Pointers on answering Chapter 10 case study questions


1. Sanctions against Iraq were a case of extreme humanitarian suffering and political intransigence, but other sanctions, such as those that helped to end Apartheid in South Africa, have been more successful. Do gendered lenses have anything to say about economic sanctions and economic coercion more generally? If so, what?

As you will remember from reading chapter 11, feminist theorizings of IR and related notions of security, have pointed to a multiplicity of sources of insecurity that shape women’s experiences of and in the international (p. 14-15). One of the most impactful sources of insecurity is economic in nature; a reality that many women experience under ‘ordinary’ circumstances. As we might expect, such insecurities are heightened, however under the weight of economic sanctions. Three effects of economic sanctions on women’s experiences can thus be extrapolated when viewed through the lens of gender.

First, feminists have identified women and children as some of the most severely affected societal members under regimes of economic sanctions, where both disproportionately suffer from malnutrition (p. 17).
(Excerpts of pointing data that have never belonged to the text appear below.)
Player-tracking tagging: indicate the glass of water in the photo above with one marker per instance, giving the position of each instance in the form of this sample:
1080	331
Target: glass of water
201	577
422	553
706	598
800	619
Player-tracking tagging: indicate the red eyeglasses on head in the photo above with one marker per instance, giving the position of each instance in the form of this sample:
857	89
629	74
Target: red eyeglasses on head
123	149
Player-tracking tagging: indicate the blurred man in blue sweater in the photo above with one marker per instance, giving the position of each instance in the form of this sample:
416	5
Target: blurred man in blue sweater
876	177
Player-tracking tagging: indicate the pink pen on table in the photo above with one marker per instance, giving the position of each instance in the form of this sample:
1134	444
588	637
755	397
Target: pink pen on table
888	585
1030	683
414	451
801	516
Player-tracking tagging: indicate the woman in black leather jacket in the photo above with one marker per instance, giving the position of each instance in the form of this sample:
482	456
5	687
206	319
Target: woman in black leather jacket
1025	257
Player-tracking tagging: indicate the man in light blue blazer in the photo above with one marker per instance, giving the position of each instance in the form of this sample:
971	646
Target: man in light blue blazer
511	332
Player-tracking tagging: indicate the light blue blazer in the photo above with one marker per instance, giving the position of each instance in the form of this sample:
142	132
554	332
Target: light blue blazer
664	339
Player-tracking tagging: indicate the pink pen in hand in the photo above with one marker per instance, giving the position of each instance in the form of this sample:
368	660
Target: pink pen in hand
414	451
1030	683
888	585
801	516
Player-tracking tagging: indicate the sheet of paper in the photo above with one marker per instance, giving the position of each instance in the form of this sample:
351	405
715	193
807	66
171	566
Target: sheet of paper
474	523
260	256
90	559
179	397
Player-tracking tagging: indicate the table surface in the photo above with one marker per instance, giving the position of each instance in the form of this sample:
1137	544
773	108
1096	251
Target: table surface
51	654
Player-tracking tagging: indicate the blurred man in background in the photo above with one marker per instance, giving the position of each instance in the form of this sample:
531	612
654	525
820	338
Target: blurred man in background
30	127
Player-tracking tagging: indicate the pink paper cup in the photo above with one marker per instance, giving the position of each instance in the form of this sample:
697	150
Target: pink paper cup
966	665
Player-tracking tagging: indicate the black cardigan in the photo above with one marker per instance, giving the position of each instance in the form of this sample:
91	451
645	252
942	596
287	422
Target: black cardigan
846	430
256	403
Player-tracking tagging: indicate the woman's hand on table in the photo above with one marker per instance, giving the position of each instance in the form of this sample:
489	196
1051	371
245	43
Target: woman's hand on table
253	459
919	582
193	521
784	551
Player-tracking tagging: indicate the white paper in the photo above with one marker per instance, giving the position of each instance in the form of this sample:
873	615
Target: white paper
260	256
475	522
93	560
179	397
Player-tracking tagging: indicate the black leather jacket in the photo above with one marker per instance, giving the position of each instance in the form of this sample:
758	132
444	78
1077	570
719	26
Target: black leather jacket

Simultaneously, however, women (and children) tend to be under-represented in decision-making and negotiation procedures (p. 19). Second, feminists highlight the gendered logic of economic sanctions as a policy choice. They argue that economic sanctions constitute masculine expressions of coercive competitions, where sanctions are conceptualized as an attempt by stronger actors to submit the weaker actor to their will (p. 20). This results in confrontational policies, policies that often hurt those at the margins of international political life the most. Third, feminists might take up the question of responsibility in the international (p. 20-21), and extrapolate this through a consideration of the complex web of hierarchical gender relationships in global politics. Approached through a postcolonial feminist lens, this exceeds questions over a gender binary in the international realm and moves to analyse the intersection of gender and race. This will likely expose competing narratives of ‘proper’ feminisms as well as the discursive appeal to such narratives to justify other foreign policies, including that of economic sanctions.

2. Can the analysis in this chapter on sanctions in Iraq be extended to analyse the conflict there that has continued into the twenty-first century?

How might these methods and modes of analysis be used to analyse other events, policies, or situations in global politics?

While one of the most important methodological contributions of feminist analyses of the international rests in its commitment to micro-level analyses, much scholarship within various feminist strands, have emphasised relationality. This pertains not merely to feminist analyses of the constitution of genders and gender binaries, but further to their analyses of IR more globally. In doing so, feminism has repeatedly exposed that decisions ‘here’ have significant impacts for those living ‘elsewhere’ and vice versa; that our assumptions about peoples derive from a particular historical genealogy; and that such assumptions significantly shape our actions in various contemporary settings. As such, feminist theories – much like Marxist and critical theories of IR – harbour a deep commitment to reflexivity, and push us to consider how our actions will impact those elsewhere (both spatially and temporally).